I couldn’t help but wonder how and why he was hurt. I imagined a fight, an altercation. I imagined whether he was the victim or the aggressor — possibly both. There was a definite appearance about him that led me to believe he probably doesn’t hang with a safe crowd. And it was obvious he was low on the socio-economic scale.
He had family around him. At least four women, possibly sisters, a girlfriend, maybe his mother — surrounded him, checking on him, supporting him. I could sense the love. But I could sense that they weren’t out of the woods yet. The cloud over them was heavy.

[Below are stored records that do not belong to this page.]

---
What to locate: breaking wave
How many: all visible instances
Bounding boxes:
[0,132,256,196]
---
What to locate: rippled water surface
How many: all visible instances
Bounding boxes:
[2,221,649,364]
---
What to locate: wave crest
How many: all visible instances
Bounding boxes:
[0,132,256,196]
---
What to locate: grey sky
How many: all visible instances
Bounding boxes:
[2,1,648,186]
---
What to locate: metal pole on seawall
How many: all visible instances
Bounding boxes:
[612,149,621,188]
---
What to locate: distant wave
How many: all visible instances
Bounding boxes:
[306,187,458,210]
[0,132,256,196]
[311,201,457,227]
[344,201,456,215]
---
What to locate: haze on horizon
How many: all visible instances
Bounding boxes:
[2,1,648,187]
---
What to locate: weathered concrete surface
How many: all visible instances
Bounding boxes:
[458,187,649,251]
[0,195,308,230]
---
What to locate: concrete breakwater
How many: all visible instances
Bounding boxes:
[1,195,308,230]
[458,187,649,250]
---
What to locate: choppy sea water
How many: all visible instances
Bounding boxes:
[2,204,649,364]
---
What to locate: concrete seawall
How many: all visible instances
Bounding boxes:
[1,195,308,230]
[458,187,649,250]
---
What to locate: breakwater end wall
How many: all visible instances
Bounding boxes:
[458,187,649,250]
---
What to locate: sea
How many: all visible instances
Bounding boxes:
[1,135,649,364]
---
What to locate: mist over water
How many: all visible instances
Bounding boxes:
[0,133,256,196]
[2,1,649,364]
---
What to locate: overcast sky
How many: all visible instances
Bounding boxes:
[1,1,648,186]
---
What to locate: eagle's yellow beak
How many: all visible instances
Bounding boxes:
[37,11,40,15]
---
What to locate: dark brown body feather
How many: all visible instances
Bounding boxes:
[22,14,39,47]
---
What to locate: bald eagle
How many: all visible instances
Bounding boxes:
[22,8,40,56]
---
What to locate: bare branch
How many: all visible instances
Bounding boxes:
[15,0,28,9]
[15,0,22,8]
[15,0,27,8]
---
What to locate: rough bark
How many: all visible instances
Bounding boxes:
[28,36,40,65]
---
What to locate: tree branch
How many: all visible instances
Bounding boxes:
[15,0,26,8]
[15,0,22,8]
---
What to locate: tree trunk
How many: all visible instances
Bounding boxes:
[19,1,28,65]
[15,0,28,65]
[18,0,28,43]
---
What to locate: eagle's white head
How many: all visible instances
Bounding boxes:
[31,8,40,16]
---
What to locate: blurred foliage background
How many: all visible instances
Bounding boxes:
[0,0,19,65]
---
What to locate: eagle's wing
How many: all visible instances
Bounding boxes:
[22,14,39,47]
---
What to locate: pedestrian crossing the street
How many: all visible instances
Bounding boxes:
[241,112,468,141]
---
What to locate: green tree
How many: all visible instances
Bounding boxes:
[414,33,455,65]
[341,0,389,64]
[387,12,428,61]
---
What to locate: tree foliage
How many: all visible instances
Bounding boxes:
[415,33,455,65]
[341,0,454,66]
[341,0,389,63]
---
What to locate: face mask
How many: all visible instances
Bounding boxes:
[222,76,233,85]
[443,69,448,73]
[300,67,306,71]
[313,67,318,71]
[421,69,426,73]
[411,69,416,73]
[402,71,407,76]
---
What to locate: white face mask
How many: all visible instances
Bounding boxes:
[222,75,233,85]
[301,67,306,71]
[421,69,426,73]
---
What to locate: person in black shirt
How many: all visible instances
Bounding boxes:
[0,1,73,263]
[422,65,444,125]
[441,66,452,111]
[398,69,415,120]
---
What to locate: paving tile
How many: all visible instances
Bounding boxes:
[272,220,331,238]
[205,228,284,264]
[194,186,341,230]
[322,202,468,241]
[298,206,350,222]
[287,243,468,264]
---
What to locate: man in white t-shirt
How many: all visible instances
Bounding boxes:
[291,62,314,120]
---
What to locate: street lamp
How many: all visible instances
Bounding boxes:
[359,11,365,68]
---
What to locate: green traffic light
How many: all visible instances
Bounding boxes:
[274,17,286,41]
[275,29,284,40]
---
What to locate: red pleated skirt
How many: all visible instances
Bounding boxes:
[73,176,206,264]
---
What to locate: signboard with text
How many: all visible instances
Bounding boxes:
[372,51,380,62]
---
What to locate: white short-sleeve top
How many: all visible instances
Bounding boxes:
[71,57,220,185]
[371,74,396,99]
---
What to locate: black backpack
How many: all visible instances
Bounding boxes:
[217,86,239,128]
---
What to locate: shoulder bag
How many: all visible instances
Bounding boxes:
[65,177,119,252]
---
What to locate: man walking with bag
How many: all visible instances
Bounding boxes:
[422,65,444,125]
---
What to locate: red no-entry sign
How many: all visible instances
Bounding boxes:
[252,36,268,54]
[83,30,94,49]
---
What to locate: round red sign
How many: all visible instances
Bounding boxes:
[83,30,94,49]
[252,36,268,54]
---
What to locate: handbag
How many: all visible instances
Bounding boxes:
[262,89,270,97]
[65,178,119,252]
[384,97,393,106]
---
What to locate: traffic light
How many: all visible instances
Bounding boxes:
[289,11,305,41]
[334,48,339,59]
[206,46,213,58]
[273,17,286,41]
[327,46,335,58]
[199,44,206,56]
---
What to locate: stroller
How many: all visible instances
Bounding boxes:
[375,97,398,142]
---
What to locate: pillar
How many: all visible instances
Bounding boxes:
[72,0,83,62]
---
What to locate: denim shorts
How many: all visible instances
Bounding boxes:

And then I noticed a little girl, no more than 6 years old cuddled and coiled in the lap of one of the women. Was she his daughter, his sister? Maybe, maybe not. But why was she there? What happened in the course of events that kept her from being in school that morning? She had a big backpack with her. It was cute with princesses on it, but huge like the kids have to carry today. You know, where the backpack looks almost bigger than the child herself. Had she witnessed anything? Because she was certainly seeing the aftermath.
I saw a police officer come inside to let them know their ride was ready — a ride in a police van. They all went together. Whether the man was to be arraigned on charges or whether he was just being brought in for questioning was not what overtook my mind then. All I could think about was that little girl and what she was taking in at that moment. What had she seen that morning? What was she thinking now? What was imprinting on her forever? I saw her eyes glued to his face. Though strangely, it didn’t seem like it was a new thing for her. So young.
Will she follow this same path later in life? Will she continue the cycle? Or will she go the other way?
Breaking a cycle is very difficult. We become programmed at such a young age. I’ve heard psychologists say we’re who we will be by the time we’re three. This little girl has seen so much already at such a young age it makes me wonder what permanent impact it has had on her. It makes me wonder if there’s hope for her future.
Well, of course there’s hope. There’s always hope.